A CCEE autorizou 36 novas "tradings" de energia até agosto, salto de 11% frente ao final de 2019, e há cerca de 70 na fila.
As maiores comercializadoras são ligadas a elétricas como Engie (SA:EGIE3), EDP (SA:ENBR3) Brasil e Cemig (SA:CMIG4), e ao banco BTG Pactual (SA:BPAC11), mas também há muitas empresas independentes, incluindo diversas com faturamento bilionário, como Comerc Energia e Focus Energia.
A expansão recente do mercado tem atraído mais agentes do setor financeiro --Santander, Itaú e Daycoval criaram comercializadoras recentemente. Mas o apetite também levou alguns empresários a abrirem "tradings" apenas para posterior venda a terceiros, conhecidas no ramo como "de prateleira".
A CCEE tem discutido junto à Agência Nacional de Energia Elétrica (Aneel) uma proposta para coibir essa prática, o que poderia exigir nova análise sobre os riscos de comercializadoras e seus sócios em caso de mudança de controle, disse Altieri.
Uma audiência pública sobre o tema foi aberta pela Aneel e envolve também debate sobre endurecimento nas regras para desligar do mercado comercializadoras que descumpram obrigações.
CHAMADAS DE MARGEM
As discussões sobre o aprimoramento de regras no mercado livre começaram após algumas comercializadoras terem descumprido contratos no ano passado, alegando apostas erradas no movimento dos preços da energia e impactos em cadeia devido a problemas inicialmente registrados por uma "trading" novata no setor.
Na ocasião, a CCEE apresentou à Aneel proposta para estabelecer chamadas de margem semanais como garantia junto às comercializadoras --os valores exigidos seriam calculados de acordo com o risco a que cada empresa está exposta no mercado.
Mas o mecanismo, inspirado em negociações em mercados de ações e commodities, enfrentou resistência e as discussões na Aneel não avançaram, o que levou a CCEE a voltar à prancheta.
"Realmente não houve um consenso com o mercado, as comercializadoras têm um ponto de vista bastante diferente do nosso.
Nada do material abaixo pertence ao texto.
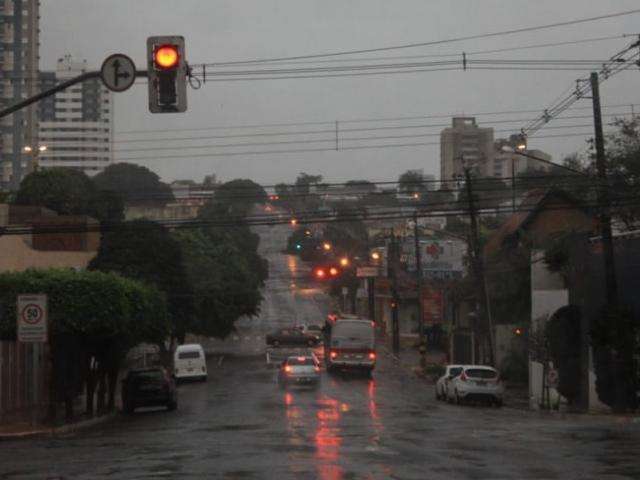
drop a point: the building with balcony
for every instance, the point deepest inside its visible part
(76, 125)
(19, 59)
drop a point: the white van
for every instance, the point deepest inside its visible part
(352, 345)
(189, 362)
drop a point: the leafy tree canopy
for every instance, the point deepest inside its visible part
(146, 251)
(125, 310)
(135, 184)
(68, 192)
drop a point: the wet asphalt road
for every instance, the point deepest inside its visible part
(242, 425)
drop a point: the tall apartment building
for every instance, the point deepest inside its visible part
(19, 58)
(505, 164)
(465, 142)
(76, 125)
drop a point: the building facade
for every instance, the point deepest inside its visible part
(76, 125)
(465, 143)
(19, 59)
(506, 164)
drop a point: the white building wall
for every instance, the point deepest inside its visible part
(71, 141)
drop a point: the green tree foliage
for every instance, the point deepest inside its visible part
(239, 196)
(224, 285)
(146, 251)
(562, 332)
(94, 318)
(68, 192)
(361, 186)
(348, 233)
(135, 184)
(615, 337)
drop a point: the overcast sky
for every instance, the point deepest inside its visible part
(228, 30)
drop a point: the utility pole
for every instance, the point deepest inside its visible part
(604, 199)
(392, 272)
(478, 269)
(418, 277)
(620, 358)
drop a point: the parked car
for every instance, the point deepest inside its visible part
(302, 370)
(148, 387)
(442, 385)
(477, 383)
(290, 336)
(189, 362)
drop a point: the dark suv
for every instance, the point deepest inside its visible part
(148, 387)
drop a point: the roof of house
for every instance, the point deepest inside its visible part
(533, 203)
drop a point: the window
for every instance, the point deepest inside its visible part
(188, 355)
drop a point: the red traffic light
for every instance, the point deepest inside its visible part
(166, 57)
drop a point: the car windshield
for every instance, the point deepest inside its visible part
(301, 361)
(149, 375)
(202, 191)
(188, 355)
(481, 373)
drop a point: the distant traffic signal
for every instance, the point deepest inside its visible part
(167, 72)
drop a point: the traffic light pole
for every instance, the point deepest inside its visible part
(478, 270)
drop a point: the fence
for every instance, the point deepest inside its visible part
(24, 390)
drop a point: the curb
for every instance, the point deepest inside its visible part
(61, 430)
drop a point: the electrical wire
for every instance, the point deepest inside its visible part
(438, 42)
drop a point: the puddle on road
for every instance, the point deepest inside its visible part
(232, 428)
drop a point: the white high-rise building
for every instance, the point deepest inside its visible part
(19, 57)
(76, 125)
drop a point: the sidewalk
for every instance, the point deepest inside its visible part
(19, 431)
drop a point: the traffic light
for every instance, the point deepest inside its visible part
(167, 71)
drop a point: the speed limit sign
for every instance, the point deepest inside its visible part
(32, 318)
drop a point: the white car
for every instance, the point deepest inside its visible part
(189, 362)
(442, 385)
(477, 383)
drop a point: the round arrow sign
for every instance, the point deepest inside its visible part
(118, 72)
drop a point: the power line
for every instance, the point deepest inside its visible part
(437, 42)
(308, 150)
(356, 120)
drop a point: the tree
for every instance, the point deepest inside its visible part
(68, 192)
(90, 333)
(563, 333)
(239, 196)
(361, 186)
(146, 251)
(224, 285)
(135, 184)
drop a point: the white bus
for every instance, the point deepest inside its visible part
(189, 362)
(352, 346)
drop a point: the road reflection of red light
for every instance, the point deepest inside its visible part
(328, 440)
(373, 407)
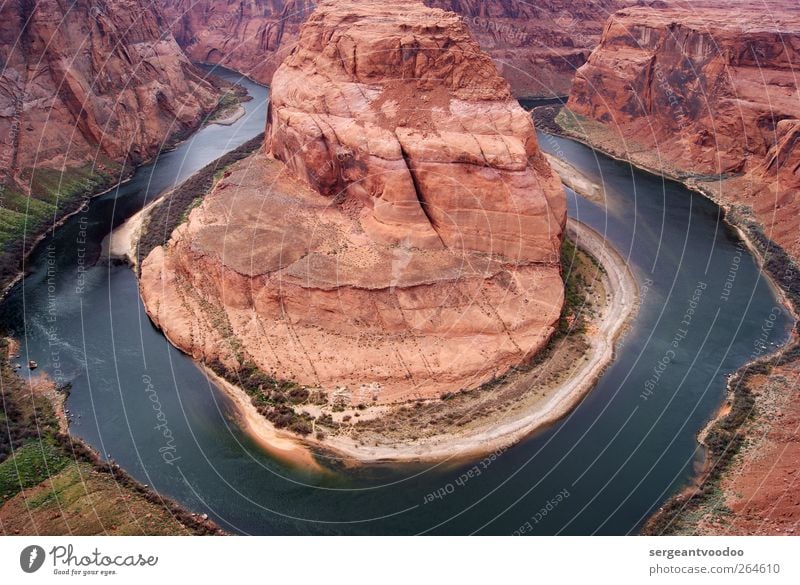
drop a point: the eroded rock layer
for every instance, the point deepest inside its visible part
(410, 243)
(705, 93)
(536, 45)
(85, 82)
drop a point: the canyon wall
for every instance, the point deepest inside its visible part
(399, 236)
(536, 45)
(90, 83)
(706, 93)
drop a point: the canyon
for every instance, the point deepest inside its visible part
(86, 89)
(707, 95)
(381, 248)
(536, 46)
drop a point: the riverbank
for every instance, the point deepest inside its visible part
(49, 478)
(226, 112)
(714, 502)
(576, 180)
(479, 421)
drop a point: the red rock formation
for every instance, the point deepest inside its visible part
(706, 91)
(91, 80)
(536, 45)
(426, 257)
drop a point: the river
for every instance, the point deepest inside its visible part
(603, 469)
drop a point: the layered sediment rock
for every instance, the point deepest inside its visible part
(410, 243)
(88, 83)
(705, 93)
(537, 46)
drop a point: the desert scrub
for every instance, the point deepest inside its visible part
(274, 399)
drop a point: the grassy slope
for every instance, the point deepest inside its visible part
(51, 483)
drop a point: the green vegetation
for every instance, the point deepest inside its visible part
(67, 487)
(276, 400)
(30, 465)
(53, 194)
(726, 436)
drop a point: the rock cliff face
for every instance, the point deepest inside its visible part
(410, 243)
(701, 93)
(88, 82)
(536, 45)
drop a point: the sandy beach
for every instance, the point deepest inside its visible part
(122, 243)
(623, 293)
(230, 117)
(576, 180)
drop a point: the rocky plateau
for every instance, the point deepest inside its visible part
(536, 45)
(398, 238)
(90, 84)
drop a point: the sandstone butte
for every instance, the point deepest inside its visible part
(536, 45)
(400, 235)
(708, 94)
(89, 84)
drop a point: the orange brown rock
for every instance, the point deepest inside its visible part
(410, 243)
(705, 93)
(91, 82)
(536, 45)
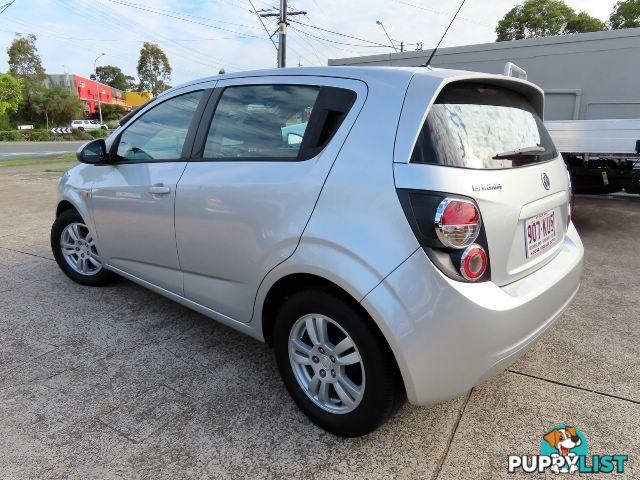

Estamos trabalhando junto com o mercado para estabelecer uma nova proposta", disse Altieri, ao prever que a nova proposição deve ser divulgada ainda no segundo semestre.
O chefe da CCEE, porém, disse que não tem grande preocupação no momento com possíveis novos problemas financeiros de comercializadoras, mesmo após muitos clientes terem pedido para renegociar contratos devido à queda de consumo com a pandemia.
"No início do mês de março, abril, houve preocupação... mas o mercado mostrou uma grande maturidade", afirmou ele, apontando que a CCEE tem monitorado a situação.